Friday, 16 March 2018

Book Review: City of friends - J. Trollope


"Work and life aren't in opposition to each other, they enrich each other."

The message I got out of this book, or maybe that I did want to get out of it, it 's that women can juggle both career and family and seek power and it's ok to want to do so. It's also ok to say "I'm struggling" and the modern society and businesses shoule embrace helping people in reaching a good work-life balance in order to be successful.
In summary, I found this novel an inn to the successful working modern woman.
Then, it is also a book about friendship between women, even if it's a bit if an on-and-off kind of friendship, which actually makes it even closer to reality.
Of the four women of the book, I loved Gabi, who is not afraid to say that she loves her job and that it somehow defines her. I felt very close to her view on this and it was great and refreshing to have a character in a novel that combines a career woman with a mother and wife modern figure.
Pleasant and easy to read, I'd recommend this novel to all the working mums as an anti-guilt remedy.
I'd also recommend it to all the "bosses" that want to be modern and to all the men who wants to put themselves in a woman's shoes for once.

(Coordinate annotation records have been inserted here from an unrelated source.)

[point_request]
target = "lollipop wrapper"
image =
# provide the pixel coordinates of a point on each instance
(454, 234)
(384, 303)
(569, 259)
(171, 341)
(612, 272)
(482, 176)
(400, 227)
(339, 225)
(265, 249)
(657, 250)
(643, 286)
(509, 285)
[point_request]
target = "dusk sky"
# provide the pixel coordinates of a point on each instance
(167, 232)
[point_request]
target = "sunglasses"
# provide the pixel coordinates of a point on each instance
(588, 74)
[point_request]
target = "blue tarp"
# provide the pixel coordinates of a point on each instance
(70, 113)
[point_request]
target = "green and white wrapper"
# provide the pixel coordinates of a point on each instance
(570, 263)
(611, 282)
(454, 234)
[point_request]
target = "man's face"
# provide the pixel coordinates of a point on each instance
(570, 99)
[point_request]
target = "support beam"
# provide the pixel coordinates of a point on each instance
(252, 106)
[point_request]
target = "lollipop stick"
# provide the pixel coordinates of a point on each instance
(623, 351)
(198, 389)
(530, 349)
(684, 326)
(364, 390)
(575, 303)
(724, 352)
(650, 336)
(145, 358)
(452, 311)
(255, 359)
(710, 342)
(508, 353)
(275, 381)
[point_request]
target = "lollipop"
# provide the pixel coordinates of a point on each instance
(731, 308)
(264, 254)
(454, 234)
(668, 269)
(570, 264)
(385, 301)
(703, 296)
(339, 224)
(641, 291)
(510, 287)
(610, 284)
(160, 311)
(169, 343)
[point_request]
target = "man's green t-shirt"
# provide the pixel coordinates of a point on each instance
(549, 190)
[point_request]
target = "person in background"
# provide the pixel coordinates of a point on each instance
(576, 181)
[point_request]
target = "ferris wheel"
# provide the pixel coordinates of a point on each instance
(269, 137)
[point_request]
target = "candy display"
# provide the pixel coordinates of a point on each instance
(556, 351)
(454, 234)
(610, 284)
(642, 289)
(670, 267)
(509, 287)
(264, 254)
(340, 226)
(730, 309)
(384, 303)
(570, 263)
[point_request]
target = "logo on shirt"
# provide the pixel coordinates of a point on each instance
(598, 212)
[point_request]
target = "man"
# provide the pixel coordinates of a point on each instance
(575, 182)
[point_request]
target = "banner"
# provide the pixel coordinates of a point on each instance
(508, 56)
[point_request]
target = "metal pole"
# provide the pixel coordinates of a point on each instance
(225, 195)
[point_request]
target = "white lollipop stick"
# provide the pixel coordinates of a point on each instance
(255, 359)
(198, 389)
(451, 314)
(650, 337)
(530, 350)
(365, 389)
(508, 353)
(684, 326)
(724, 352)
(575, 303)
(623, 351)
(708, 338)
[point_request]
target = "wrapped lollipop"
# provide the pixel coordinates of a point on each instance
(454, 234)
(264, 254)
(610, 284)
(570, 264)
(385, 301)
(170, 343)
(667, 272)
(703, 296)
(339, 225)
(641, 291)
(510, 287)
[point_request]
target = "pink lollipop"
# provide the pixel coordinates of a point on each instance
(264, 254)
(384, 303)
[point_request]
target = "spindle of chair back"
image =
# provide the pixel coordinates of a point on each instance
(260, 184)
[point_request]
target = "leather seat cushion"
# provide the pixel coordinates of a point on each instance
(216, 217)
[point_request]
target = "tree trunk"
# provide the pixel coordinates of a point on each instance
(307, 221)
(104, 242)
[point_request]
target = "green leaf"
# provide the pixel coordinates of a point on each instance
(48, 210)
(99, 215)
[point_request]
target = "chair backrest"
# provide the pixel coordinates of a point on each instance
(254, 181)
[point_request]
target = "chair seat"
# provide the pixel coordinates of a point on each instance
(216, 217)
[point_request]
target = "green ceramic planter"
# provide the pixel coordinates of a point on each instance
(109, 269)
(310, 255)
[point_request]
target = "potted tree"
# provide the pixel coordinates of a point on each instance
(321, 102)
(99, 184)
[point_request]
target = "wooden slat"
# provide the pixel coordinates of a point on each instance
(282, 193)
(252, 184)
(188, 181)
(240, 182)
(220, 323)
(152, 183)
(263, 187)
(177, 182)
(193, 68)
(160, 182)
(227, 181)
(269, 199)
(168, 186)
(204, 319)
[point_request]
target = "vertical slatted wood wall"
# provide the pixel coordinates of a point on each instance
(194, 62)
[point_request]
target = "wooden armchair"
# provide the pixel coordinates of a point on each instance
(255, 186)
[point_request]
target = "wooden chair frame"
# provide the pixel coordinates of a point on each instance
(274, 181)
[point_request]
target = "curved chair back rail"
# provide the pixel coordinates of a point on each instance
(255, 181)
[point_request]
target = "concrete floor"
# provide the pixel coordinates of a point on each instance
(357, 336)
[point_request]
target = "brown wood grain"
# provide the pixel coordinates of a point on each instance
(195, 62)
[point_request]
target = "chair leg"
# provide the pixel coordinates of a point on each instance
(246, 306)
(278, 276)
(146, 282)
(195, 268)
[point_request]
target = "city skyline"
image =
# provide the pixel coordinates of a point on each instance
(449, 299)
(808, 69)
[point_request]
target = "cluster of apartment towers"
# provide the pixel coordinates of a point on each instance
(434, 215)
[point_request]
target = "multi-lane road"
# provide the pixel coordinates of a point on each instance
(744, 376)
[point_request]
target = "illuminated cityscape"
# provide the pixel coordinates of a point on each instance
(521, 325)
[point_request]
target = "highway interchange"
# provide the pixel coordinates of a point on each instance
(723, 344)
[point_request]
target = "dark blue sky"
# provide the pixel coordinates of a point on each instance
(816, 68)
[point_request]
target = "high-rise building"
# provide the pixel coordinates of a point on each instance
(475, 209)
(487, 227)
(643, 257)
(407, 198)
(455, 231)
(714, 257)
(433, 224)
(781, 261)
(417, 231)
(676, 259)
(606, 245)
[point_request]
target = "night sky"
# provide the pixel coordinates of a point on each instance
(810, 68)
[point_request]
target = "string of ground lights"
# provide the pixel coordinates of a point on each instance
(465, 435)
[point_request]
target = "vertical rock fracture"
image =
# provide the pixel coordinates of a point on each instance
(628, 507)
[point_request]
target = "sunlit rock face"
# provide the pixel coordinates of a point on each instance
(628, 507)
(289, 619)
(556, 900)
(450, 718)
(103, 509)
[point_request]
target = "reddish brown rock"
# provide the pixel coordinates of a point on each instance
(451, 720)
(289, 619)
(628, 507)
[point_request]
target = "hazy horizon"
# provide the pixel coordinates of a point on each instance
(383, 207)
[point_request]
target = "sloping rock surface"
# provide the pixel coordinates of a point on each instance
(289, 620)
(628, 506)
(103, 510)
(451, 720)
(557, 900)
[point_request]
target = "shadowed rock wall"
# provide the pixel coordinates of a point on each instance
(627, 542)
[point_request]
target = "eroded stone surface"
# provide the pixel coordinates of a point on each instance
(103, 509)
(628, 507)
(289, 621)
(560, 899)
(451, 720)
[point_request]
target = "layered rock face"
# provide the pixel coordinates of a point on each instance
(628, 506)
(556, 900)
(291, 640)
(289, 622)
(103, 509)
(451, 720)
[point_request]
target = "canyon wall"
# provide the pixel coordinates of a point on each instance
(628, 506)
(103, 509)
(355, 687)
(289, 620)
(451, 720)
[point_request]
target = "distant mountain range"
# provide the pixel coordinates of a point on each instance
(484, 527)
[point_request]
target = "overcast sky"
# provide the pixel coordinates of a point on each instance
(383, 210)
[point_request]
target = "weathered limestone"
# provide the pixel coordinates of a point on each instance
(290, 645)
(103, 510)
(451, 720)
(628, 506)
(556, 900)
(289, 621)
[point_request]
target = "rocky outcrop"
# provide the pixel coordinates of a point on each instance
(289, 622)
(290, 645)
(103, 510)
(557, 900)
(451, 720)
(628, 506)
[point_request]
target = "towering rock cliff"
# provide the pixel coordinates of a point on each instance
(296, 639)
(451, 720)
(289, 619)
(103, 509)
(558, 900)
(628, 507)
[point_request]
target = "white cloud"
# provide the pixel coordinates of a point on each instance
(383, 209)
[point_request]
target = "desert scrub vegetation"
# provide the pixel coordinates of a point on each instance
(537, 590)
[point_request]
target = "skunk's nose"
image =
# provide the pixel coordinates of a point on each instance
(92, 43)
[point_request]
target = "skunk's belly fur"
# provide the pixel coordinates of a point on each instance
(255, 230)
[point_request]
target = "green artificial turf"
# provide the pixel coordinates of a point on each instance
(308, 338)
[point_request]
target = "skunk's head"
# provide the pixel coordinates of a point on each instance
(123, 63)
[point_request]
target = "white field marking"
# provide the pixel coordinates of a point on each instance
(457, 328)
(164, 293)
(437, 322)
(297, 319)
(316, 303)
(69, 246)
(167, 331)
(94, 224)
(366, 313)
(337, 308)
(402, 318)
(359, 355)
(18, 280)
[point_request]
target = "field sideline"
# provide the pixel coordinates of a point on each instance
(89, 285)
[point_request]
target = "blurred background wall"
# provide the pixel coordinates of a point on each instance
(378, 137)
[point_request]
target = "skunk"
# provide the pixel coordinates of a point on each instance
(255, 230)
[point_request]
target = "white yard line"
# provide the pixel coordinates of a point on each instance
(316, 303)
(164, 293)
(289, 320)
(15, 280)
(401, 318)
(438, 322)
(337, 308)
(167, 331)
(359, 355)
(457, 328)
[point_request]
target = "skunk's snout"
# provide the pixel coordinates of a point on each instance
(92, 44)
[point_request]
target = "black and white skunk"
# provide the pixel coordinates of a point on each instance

Overall rating:  6,5     Plot: 7     Writing style: 6      Cover:  9



Title: City of friends
Author: Joanna Trollope
Publisher: Mantle
Pages: 336
Publication year: 2017

The Plot:


The day Stacey Grant loses her job feels like the last day of her life. Or at least, the only life she'd ever known. For who was she if not a City high-flyer, Senior Partner at one of the top private equity firms in London? As Stacey starts to reconcile her old life with the new - one without professional achievements or meetings, but instead, long days at home with her dog and ailing mother, waiting for her successful husband to come home - she at least has The Girls to fall back on. Beth, Melissa and Gaby. The girls, now women, had been best friends from the early days of university right through their working lives, and for all the happiness and heartbreaks in between. But these career women all have personal problems of their own, and when Stacey's redundancy forces a betrayal to emerge that was supposed to remain secret, their long cherished friendships will be pushed to their limits . . .

The Author:
Joanna Trollope has written several highly-acclaimed contemporary novels: The Choir, A Village Affair, A Passionate Man, The Rector's Wife, The Men and the Girls, A Spanish Lover, The Best of Friends, Next of Kin, Other People's Children, Marrying the Mistress, Girl from the South and Friday Nights. Other People's Children has been shown on BBC television as a major drama serial. Under the name of Caroline Harvey she writes romantic historical novels. She has also written a study of women in the British Empire, Britannia's Daughters. Joanna was born in Gloucestershire and lives in London. She was appointed OBE in the 1996 Queen's Birthday Honours List for services to literature.